C’est en quelque sorte une attaque DDoS contre le système judiciaire. Quel rapport ce type de sabotage peut-il bien avoir avec l’esprit de l’État de droit, censé rendre une justice réelle ?

 
mammal 2024-10-08

Les brevets, qui ont eux aussi commencé au nom de la protection des inventions, sont utilisés de cette façon, alors bon...

 
nuthatch 2024-10-07

On disait bien que tout dépend de l’usage qu’on fait des outils... Avec les progrès de l’IA, le métier dont on pensait qu’il disparaîtrait en premier s’est au contraire retrouvé à surfer sur la vague.

 
savvykang 2024-10-07

Je trouve peu convaincante l’idée que les progrès de l’IA vont faire disparaître les emplois de juristes, même si l’on met de côté le cas présenté dans l’article.
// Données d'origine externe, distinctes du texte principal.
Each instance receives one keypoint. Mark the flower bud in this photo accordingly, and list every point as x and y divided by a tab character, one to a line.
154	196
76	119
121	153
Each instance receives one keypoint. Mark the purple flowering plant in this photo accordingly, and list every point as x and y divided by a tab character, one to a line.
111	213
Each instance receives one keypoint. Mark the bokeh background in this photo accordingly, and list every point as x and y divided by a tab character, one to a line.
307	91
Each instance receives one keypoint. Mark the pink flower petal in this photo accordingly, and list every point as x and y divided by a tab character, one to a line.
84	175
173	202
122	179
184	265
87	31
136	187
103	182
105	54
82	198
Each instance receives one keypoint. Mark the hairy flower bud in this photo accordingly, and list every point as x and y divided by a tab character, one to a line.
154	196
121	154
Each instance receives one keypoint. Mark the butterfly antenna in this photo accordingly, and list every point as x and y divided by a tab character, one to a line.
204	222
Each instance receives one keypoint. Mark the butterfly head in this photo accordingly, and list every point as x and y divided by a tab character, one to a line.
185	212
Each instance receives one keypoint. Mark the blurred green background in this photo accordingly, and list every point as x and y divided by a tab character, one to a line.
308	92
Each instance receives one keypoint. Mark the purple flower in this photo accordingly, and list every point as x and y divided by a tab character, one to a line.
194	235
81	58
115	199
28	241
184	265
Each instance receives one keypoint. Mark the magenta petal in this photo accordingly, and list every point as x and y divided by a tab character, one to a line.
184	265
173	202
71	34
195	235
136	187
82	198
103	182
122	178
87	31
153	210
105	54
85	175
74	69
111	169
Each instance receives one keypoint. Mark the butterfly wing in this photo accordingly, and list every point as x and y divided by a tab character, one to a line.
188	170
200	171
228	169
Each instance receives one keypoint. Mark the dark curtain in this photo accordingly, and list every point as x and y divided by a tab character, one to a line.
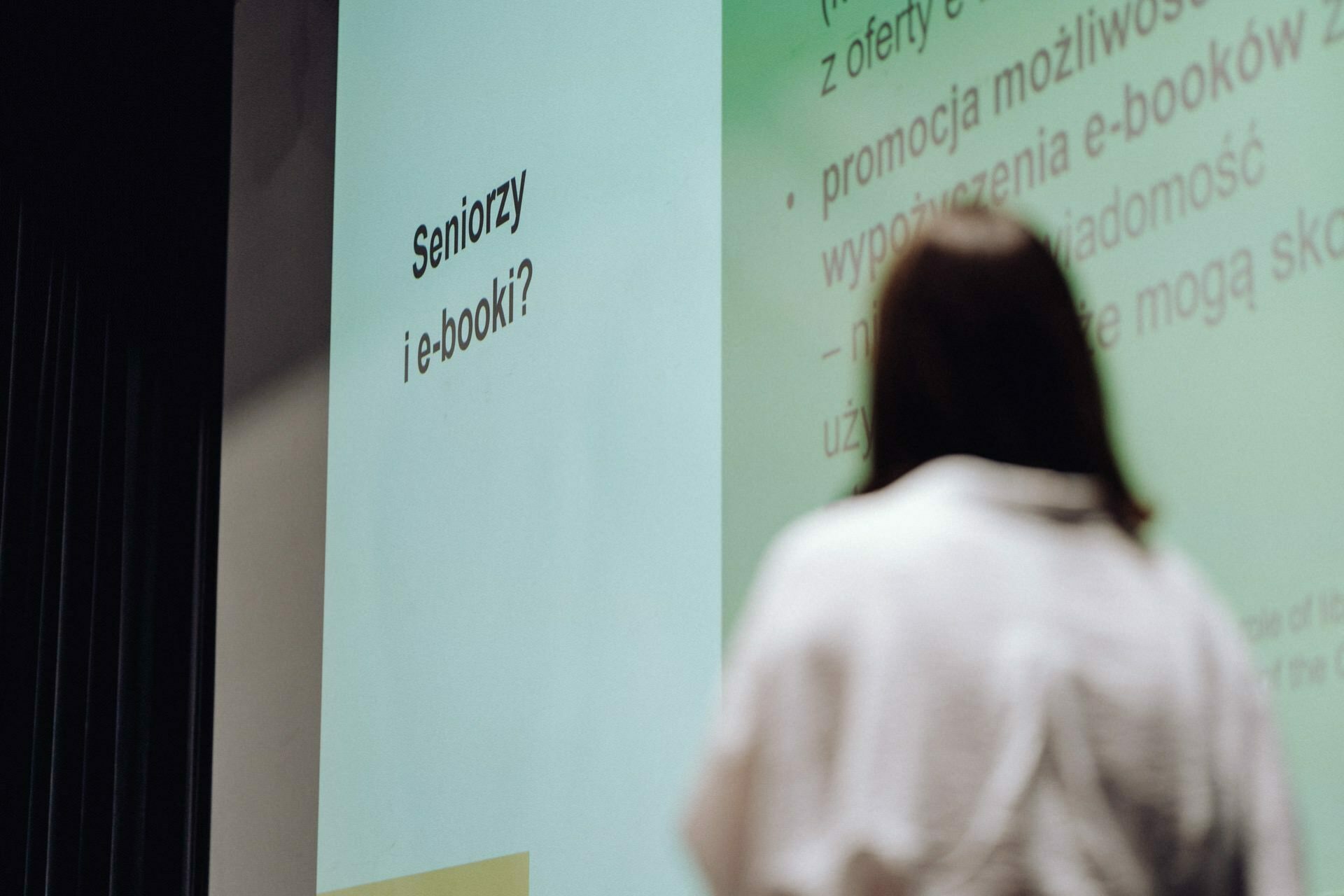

Du point de vue du client, s’il ne veut pas perdre au procès, il est peu probable qu’il dépose une plainte en se contentant du résultat fourni par un LLM, sans examen juridique ni prise de décision. Et même avec l’adoption de l’IA, les procédures administratives restant les mêmes, cela ne réduit pas non plus le volume de documents à préparer.